Dans un arrêt du 13 février 2019, la Cour de cassation a eu l’occasion de constater qu’un salarié qui a abusé de sa liberté d’expression peut être licencié à ce titre (Cass. Soc., 13 février 2019, n°17-15928).
Les faits
Un salarié d’une association syndicale de formation de conseillers prud’hommes a été licencié pour avoir ouvertement, et de manière répétée, critiqué sa direction.
Au sein de plusieurs lettres à destination de sa hiérarchie, il a fait des critiques virulentes à l’encontre de ses supérieurs hiérarchiques : « injonction hiérarchique bête et méchante » ; dénonciation d’un directeur qui ment « effrontément » et qui joue au « caporal », président dont la « bonne foi » est remise en question, lettre du président et du directeur qualifié de « torchon » ayant « suscité le dégoût chez la plupart de ses lecteurs ».
Le salarié a saisi le conseil de prud’homme pour que son licenciement soit reconnu sans cause réelle et sérieuse en ce qu’il n’avait fait qu’user de sa liberté d’expression au sein de l’entreprise.
La Cour d‘appel de Paris l’a débouté de sa demande. Il a formé un pourvoi contre cette décision.
Abus de la liberté d’expression ?
La liberté d’expression est reconnue au salarié au sein et en dehors de l’entreprise dans la limite d’un abus de sa part.
Le salarié licencié arguait le fait qu’il était en droit de critiquer ses supérieurs ainsi que le fonctionnement de l’institution.
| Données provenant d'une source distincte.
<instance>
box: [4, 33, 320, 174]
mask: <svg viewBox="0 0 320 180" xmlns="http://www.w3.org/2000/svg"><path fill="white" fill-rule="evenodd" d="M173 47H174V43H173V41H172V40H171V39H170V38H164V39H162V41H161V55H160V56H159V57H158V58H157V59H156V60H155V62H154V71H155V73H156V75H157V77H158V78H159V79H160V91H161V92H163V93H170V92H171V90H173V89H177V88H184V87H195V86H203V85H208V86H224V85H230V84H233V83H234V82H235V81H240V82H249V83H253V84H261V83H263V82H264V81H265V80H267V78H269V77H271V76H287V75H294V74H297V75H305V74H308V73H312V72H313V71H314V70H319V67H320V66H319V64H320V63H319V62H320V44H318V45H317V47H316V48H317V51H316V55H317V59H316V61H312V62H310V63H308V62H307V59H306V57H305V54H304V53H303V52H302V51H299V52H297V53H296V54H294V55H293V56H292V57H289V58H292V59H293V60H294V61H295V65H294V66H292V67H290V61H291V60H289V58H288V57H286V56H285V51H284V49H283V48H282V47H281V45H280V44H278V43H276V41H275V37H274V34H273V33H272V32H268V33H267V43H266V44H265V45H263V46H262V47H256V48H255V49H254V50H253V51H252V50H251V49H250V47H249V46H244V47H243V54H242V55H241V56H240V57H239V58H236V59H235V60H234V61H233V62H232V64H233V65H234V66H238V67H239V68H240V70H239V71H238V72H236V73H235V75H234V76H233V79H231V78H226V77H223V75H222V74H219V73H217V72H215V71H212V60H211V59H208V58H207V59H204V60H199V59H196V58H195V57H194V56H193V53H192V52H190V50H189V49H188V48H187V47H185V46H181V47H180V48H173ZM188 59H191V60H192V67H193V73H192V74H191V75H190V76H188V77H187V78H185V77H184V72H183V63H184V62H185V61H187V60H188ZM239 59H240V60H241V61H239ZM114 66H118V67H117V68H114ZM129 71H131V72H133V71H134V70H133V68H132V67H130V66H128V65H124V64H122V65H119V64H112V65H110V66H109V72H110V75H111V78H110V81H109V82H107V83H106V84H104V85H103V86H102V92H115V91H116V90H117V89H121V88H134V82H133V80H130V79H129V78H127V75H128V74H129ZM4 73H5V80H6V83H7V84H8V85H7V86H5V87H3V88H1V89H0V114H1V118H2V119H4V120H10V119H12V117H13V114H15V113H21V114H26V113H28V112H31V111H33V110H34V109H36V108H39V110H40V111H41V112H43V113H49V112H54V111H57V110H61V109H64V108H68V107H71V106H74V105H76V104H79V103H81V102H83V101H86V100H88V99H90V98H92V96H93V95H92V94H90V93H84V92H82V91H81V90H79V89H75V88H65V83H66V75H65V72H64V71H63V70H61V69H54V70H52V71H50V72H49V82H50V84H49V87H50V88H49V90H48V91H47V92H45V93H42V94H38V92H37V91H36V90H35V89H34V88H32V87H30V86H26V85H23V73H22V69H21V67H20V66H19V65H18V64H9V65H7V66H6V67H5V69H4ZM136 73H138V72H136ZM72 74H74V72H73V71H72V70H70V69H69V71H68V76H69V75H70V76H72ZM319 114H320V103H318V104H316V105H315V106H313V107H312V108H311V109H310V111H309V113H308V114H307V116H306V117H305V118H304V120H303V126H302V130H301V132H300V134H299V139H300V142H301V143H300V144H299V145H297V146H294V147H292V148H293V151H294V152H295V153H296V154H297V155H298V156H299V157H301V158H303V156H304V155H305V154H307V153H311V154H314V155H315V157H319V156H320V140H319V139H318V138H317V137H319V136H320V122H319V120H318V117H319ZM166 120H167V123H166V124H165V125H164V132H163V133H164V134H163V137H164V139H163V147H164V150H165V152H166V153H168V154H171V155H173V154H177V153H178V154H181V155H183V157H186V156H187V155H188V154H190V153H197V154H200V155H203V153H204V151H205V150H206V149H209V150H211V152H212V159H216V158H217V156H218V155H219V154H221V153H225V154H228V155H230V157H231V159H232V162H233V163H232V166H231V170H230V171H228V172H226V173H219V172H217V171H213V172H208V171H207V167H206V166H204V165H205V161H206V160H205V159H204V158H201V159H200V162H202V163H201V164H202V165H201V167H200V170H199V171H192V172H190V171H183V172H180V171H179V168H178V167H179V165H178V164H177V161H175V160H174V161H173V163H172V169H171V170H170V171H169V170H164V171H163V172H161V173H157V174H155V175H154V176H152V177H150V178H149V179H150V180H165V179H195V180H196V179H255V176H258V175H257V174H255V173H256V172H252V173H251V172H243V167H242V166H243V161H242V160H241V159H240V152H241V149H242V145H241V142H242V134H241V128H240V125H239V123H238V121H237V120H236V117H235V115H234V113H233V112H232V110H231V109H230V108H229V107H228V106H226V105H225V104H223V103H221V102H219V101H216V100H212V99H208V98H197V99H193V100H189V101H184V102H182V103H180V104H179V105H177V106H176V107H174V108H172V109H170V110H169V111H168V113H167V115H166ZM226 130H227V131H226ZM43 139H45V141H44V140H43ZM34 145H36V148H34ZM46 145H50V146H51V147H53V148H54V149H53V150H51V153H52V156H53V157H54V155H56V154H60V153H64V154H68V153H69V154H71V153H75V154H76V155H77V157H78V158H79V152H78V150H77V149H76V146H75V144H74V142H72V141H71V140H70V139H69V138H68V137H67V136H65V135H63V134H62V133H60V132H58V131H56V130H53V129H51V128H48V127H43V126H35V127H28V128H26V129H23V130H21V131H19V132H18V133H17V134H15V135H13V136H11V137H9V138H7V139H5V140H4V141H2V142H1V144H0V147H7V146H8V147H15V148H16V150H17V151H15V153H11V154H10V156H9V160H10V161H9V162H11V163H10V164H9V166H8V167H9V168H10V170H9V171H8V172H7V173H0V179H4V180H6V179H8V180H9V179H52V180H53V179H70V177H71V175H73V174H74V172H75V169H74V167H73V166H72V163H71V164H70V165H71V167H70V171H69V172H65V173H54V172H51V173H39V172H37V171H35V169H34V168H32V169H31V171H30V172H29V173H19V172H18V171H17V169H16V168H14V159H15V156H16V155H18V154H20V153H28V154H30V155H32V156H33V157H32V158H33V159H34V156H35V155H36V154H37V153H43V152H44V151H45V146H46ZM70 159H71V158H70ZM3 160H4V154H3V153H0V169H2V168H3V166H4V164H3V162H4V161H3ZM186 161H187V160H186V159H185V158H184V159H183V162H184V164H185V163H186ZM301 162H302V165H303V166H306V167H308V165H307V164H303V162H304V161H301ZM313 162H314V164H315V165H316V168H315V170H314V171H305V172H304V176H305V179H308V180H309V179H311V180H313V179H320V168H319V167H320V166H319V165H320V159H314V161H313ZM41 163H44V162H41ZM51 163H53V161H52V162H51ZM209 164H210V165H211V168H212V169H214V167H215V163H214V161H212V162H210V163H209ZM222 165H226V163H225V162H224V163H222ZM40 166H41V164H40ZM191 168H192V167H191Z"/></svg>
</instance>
La Cour de cassation, qui a pris la peine d’énoncer les termes susvisés prononcés par lui a reconnu que les propos du salarié « constituaient un abus de la liberté d’expression ». Elle précise, en outre, que l'abus de la liberté d'expression doit s'apprécier "in concreto" et qu'il appartient aux juges du fond d'en justifier, néanmoins, elle rejette le pourvoi.
Apport
Le salarié dispose de sa liberté d’expression, y compris en entreprise, mais elle n’est assurément pas totale.
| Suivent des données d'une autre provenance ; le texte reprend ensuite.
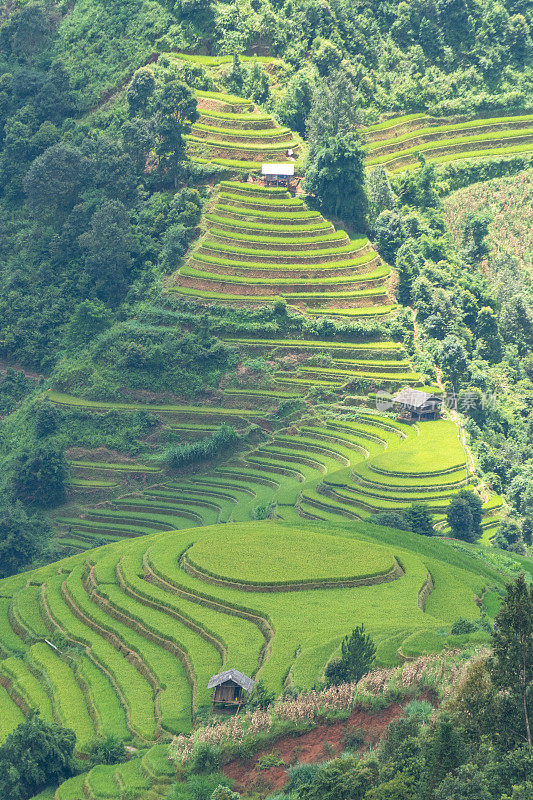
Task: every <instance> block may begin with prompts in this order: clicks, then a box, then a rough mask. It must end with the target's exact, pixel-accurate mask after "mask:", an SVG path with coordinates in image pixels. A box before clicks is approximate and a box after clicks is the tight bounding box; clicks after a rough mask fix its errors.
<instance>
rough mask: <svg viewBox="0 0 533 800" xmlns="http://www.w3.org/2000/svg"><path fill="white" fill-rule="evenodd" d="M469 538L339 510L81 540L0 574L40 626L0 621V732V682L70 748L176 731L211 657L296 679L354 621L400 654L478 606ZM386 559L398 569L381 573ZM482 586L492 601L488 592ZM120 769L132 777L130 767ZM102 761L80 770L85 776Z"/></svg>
mask: <svg viewBox="0 0 533 800" xmlns="http://www.w3.org/2000/svg"><path fill="white" fill-rule="evenodd" d="M217 474H218V478H217V479H215V478H214V477H213V478H212V479H211V483H212V485H213V486H212V488H213V487H214V486H216V487H218V491H219V494H224V493H225V491H226V490H225V489H224V487H226V486H228V485H229V486H231V485H233V486H234V493H235V492H237V493H238V490H239V486H240V488H241V489H242V488H243V487H246V489H247V490H248V491H253V489H252V488H251V487H253V486H254V485H257V484H255V481H256V480H257V479H258V478H260V477H261V475H262V473H261V471H258V470H250V471H249V472H248V474H246V472H243V473H242V475H243V477H244V481H243V482H242V483H241V482H240V481H239V473H238V470H235V471H232V470H231V469H228V468H224V469H221V470H220V471H218V472H217ZM209 486H210V481H209V480H208V479H206V481H205V483H204V488H205V489H208V488H209ZM267 488H272V487H267V486H266V485H265V486H263V489H264V490H266V489H267ZM471 550H472V552H470V551H471ZM483 552H484V550H483V548H479V547H477V548H475V552H474V549H471V548H469V547H468V546H466V547H462V548H461V549H460V550H456V549H454V547H453V546H452V544H451V543H450V542H446V541H442V540H439V539H438V538H434V539H428V538H427V537H421V536H417V535H416V534H411V533H407V532H399V531H394V530H392V529H389V528H380V527H377V526H373V525H369V524H367V523H359V522H357V521H354V520H346V519H345V520H344V521H343V520H342V518H341V517H339V518H338V522H337V524H331V522H325V521H322V522H320V521H319V522H312V521H307V522H306V523H305V525H304V524H303V523H302V522H301V521H300V522H299V523H283V522H282V521H280V520H266V521H263V522H248V523H233V524H229V525H224V526H220V525H214V526H212V527H205V528H202V527H198V528H194V529H190V530H187V531H170V530H169V531H166V532H161V533H153V534H151V535H148V536H144V537H140V538H137V539H133V540H131V541H129V542H128V543H127V544H124V543H123V542H120V543H116V544H113V543H112V544H109V545H107V546H105V547H102V548H99V549H96V550H93V551H92V553H91V555H90V564H89V565H88V564H87V563H86V555H85V554H83V553H82V554H80V555H78V556H74V557H71V558H69V559H67V560H65V561H63V562H59V564H55V565H51V566H49V567H43V568H40V569H37V570H34V571H33V572H32V573H29V574H26V575H23V576H17V578H20V580H17V581H15V580H13V579H6V580H4V581H0V592H1V593H2V594H3V595H4V598H5V599H6V600H7V601H8V602H9V603H10V604H14V603H16V602H17V600H18V595H19V593H23V595H24V593H25V592H27V583H28V580H29V581H31V586H34V587H35V588H36V589H38V591H39V593H40V595H42V598H43V602H42V603H41V605H40V606H39V607H38V608H39V610H38V613H39V615H40V617H41V620H42V621H41V624H42V625H44V627H45V630H46V631H47V632H48V634H49V636H46V637H43V639H41V640H40V641H37V642H35V643H33V644H32V643H31V641H27V642H23V641H22V640H21V639H19V638H18V637H17V636H16V634H14V632H13V631H12V632H11V633H9V630H8V628H9V622H7V623H4V625H3V627H2V629H1V631H0V645H1V646H2V648H3V649H4V650H7V649H8V648H9V647H10V646H11V645H12V644H13V639H17V640H18V646H19V647H20V649H21V656H23V659H22V658H21V657H20V656H19V657H14V656H8V657H7V658H4V660H3V661H1V662H0V670H1V672H2V673H3V674H4V675H5V676H7V677H9V678H10V681H11V683H8V684H7V686H8V688H7V689H4V688H3V689H2V691H0V708H1V709H2V716H1V719H2V726H1V727H0V736H1V737H2V738H3V739H5V737H6V736H7V735H8V733H9V731H10V730H12V729H13V727H14V726H16V724H18V722H19V721H20V720H21V718H22V714H21V712H20V710H19V709H18V708H17V706H16V705H15V703H14V701H13V698H12V696H11V694H10V692H17V693H18V694H19V695H20V696H23V697H24V698H25V699H26V700H27V702H28V705H30V706H31V707H33V708H39V709H40V710H41V713H42V715H43V718H48V719H49V718H50V716H51V715H52V714H53V716H54V717H55V718H56V719H60V720H61V721H62V722H63V724H67V725H69V726H70V727H72V728H73V729H74V730H75V731H76V734H77V736H78V747H79V749H80V751H81V752H83V751H84V749H86V748H87V747H88V746H89V743H90V741H91V740H92V739H93V738H94V736H95V735H97V734H100V735H104V734H106V733H114V734H115V735H118V736H119V737H120V738H122V739H124V740H126V741H127V740H129V739H132V738H133V737H140V738H141V739H143V740H144V741H146V742H147V743H150V742H155V741H157V740H158V739H160V740H162V741H164V740H165V738H169V737H170V735H171V734H172V733H174V732H177V731H188V730H190V728H191V708H192V709H194V708H197V707H202V706H206V705H208V704H209V700H210V696H209V692H208V690H207V681H208V679H209V677H210V676H211V675H212V674H213V673H215V672H217V671H219V670H220V669H221V668H223V667H229V666H233V667H236V668H237V669H241V670H243V671H245V672H246V673H247V674H251V675H255V676H256V677H261V678H262V679H263V680H264V681H265V683H266V684H267V686H268V687H270V688H271V689H272V690H274V691H276V692H279V691H281V688H282V686H283V685H284V684H285V683H288V684H293V685H297V686H300V687H309V686H312V684H313V683H314V681H315V680H317V679H318V678H320V675H321V673H322V670H323V669H324V665H325V663H326V661H327V660H328V658H329V657H331V655H332V654H333V653H334V652H335V651H336V649H337V647H338V645H339V642H340V641H341V639H342V637H343V636H344V635H345V634H346V633H348V632H349V631H350V630H351V629H352V628H353V626H354V625H355V624H356V623H364V624H365V626H366V628H367V630H368V631H369V632H370V633H371V635H372V636H373V637H374V638H375V640H376V642H377V643H378V655H379V653H380V652H381V653H382V654H383V655H382V658H383V663H393V662H394V660H395V659H397V658H398V657H399V656H398V654H397V652H399V651H401V652H402V653H404V654H405V655H408V656H410V657H411V656H414V655H417V654H419V653H423V652H427V651H428V650H435V649H440V648H441V647H442V646H444V644H445V643H447V644H448V645H450V646H451V645H453V644H454V637H452V636H451V635H450V634H449V629H450V626H451V624H452V622H453V621H454V620H455V619H456V618H457V617H459V616H462V617H466V618H471V619H477V618H479V613H480V612H479V608H478V607H477V605H476V604H475V602H474V595H477V596H481V595H482V594H483V591H484V588H485V587H500V586H502V585H503V581H504V579H505V573H499V572H497V571H496V570H495V569H494V568H493V566H492V565H491V561H490V558H487V559H486V560H485V558H484V556H483ZM184 554H186V559H187V560H186V561H185V562H184V561H182V556H183V555H184ZM527 561H528V560H527V559H526V562H527ZM396 562H398V564H399V565H401V569H399V568H396V569H395V572H394V574H391V569H392V568H393V567H394V564H395V563H396ZM528 564H529V562H528ZM91 565H92V566H91ZM89 566H91V569H90V570H89ZM190 568H192V571H191V570H190ZM528 568H532V567H531V565H529V566H528ZM428 572H429V573H430V574H431V576H432V578H433V582H434V589H433V591H432V592H431V594H430V596H429V599H428V600H427V602H426V605H425V608H424V610H423V609H421V608H420V607H419V603H418V593H419V590H420V588H421V587H422V585H423V584H424V583H425V582H426V579H427V574H428ZM212 576H218V579H217V578H214V577H212ZM147 577H148V578H149V580H146V578H147ZM384 578H385V580H383V579H384ZM353 579H359V580H364V579H366V583H365V585H354V584H353V583H350V581H351V580H353ZM343 583H344V584H348V585H344V586H343ZM311 586H313V587H316V588H311ZM280 589H283V590H282V591H280ZM492 591H493V590H492ZM24 597H26V595H24ZM486 598H487V599H486V603H485V607H486V609H487V611H488V612H490V613H494V612H495V610H496V608H497V598H496V599H494V602H493V599H492V595H487V596H486ZM28 600H29V597H28V598H27V600H24V602H23V603H22V604H19V605H22V606H24V605H26V603H27V601H28ZM33 624H34V627H38V626H37V625H36V624H35V623H33ZM56 630H62V631H63V633H64V636H66V638H67V640H70V643H71V644H78V645H82V647H83V650H82V651H80V654H79V655H78V656H77V657H76V659H74V660H73V659H72V657H71V656H69V653H68V652H67V651H66V650H65V649H64V647H63V645H62V646H61V647H59V649H58V650H55V649H54V648H52V647H51V646H50V645H49V644H47V643H46V642H45V641H44V638H49V637H52V635H53V633H54V631H56ZM442 631H444V633H445V634H446V635H445V636H442V635H441V634H442ZM446 632H447V633H446ZM439 637H440V638H439ZM392 641H394V647H388V646H385V642H392ZM382 642H383V643H384V646H383V648H382V649H381V650H380V644H381V643H382ZM266 643H268V648H267V650H266V656H265V657H263V654H264V653H265V650H264V648H265V644H266ZM125 650H127V651H128V653H129V654H130V656H129V658H128V659H127V660H126V659H124V657H123V655H122V653H123V652H124V651H125ZM380 657H381V656H380ZM36 676H37V677H36ZM11 687H12V688H11ZM156 697H157V698H158V699H157V702H156V699H155V698H156ZM124 769H125V768H124ZM127 769H128V771H129V770H130V769H131V770H132V771H133V772H134V773H135V774H136V775H137V777H139V776H140V775H141V774H142V775H144V777H145V778H146V773H145V772H142V771H141V772H140V773H139V772H136V770H137V769H138V765H137V766H136V767H132V766H129V765H128V768H127ZM105 774H107V773H105V772H104V771H102V770H100V771H99V772H98V773H94V772H92V773H90V775H91V782H94V783H95V784H96V782H97V781H99V780H100V779H102V780H103V779H104V778H105ZM76 785H77V784H76ZM65 787H66V784H65ZM67 788H68V787H67ZM66 790H67V789H66V788H62V790H61V791H62V792H63V793H64V792H65V791H66ZM65 796H68V795H65ZM75 796H76V795H74V797H75Z"/></svg>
Ainsi, le fait de critiquer ouvertement ses supérieurs ou son entreprise de manière virulente et répétée, peut justifier un licenciement.
Pour baser la décision, il convient d'analyser les responsabilités qui lui sont confiées, le contexte des propos incriminés, la tolérance dont il a jusqu’alors pu être fait preuve, ou du franc-parler en usage dans l’entreprise.